Talking of swarming, in my role as Swarm Coordinator for Cornwall Beekeeping Association, I have been collecting names of beekeepers around the county who are willing to collect swarms. This service will be available as normal during the corona-virus lock-down, as beekeepers have special dispensation to be out and about in order to collect swarms and to travel to our bees for the purpose of feeding or inspection, providing they follow the social distancing guidelines and do not enter anybody’s roof-space or property. I think this shows that the Government recognises the importance of beekeeping to our (human) well-being and to the planet in general, so it is a relief to know that our bees won’t suffer under the current restrictions.

Also, my Asian Hornet traps are out, baited with beer and sugar in the hope that any Asian Hornet queens which are in the vicinity and intending to build a nest will be trapped, identified and track-able to their primary nest. Now is the time the over-wintered Asian Hornet queens will be emerging from hibernation to start their new nests. I am still hoping for a negative on this, as we have enough problems with climate change, habitat loss and wasp predation. We can do without Asian Hornets annihilating our bee colonies, which is what is happening in France, Spain and many other European countries.

Some of my colonies are still eating their way through their fondant, despite having plenty of stores in their brood chamber. I am replenishing on a weekly basis with some whilst others are still ignoring it – yet these latter appear strong enough to fly in numbers on fine days, so it’s not that there are only a few bees in the colonies not taking it. Very interesting! I won’t be able to find out why until I open the brood boxes and do my first inspections. Until then, I can only guess that it’s a personal preference for pure sugar with no roughage as opposed to pure honey, which would include some pollen – or maybe not!

I’ve cleaned out my Kenyan top bar hive ready for the new season. You may remember I told you the bees in that hive had died out earlier in the winter. Well, though there seemed to be a lot of dead bees on the floor, in fact there were no more than a few hundred. It just always looks like a lot when you see dead bees on the floor. The layer could be an inch or more thick but in this case was basically a single layer of bees, so two or thee hundred only (not many compared with an over-wintered colony of 12-15,000 bees).
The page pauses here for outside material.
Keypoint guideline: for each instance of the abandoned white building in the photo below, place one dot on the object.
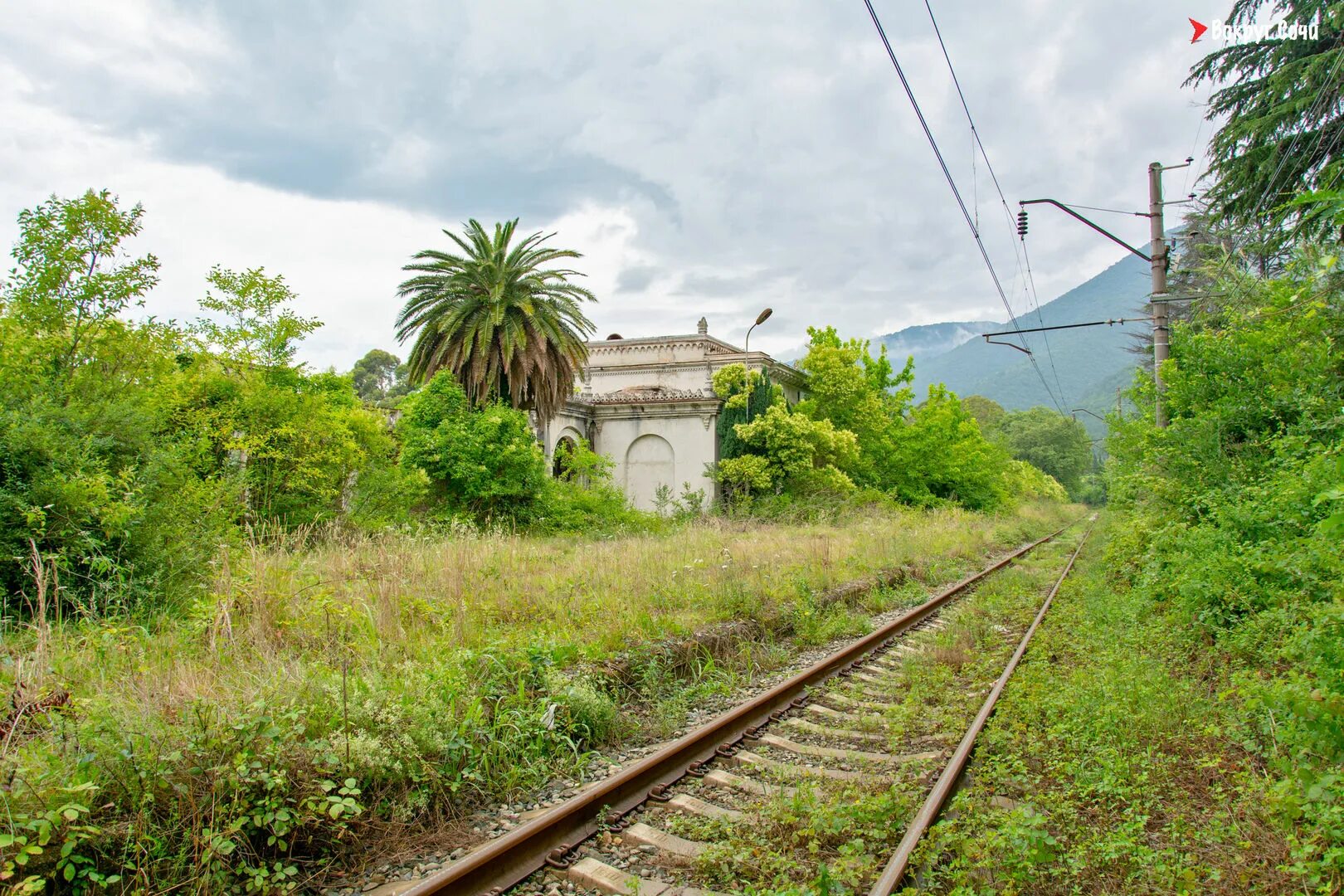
(650, 406)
There were signs of sealed drone brood in the nest area, which indicates a drone laying queen, together with some started queen cells. The queen therefore must have died after becoming a drone layer, the bees started to make a replacement or two, whilst the number of foraging workers diminished dramatically. This meant they could not finish raising a new queen successfully, so with reducing numbers of bees the rest of them died off one by one, basically through cold. This has always been a mystery to me – for such an instinctively clever creature, why didn’t the remaining bees abscond and simply join another colony?

So, I now have a clean top bar hive with three top bars of comb and several bars with a seam of wax along them. It will be interesting to see if a swarm finds the hive later on. I am hoping this will be the case.

By next month I am hoping I will have been able to start my inspections so that I can determine the next step towards helping my colonies to expand rapidly thereby helping them fight disease and predators, as well as providing me with a plentiful supply of lovely honey!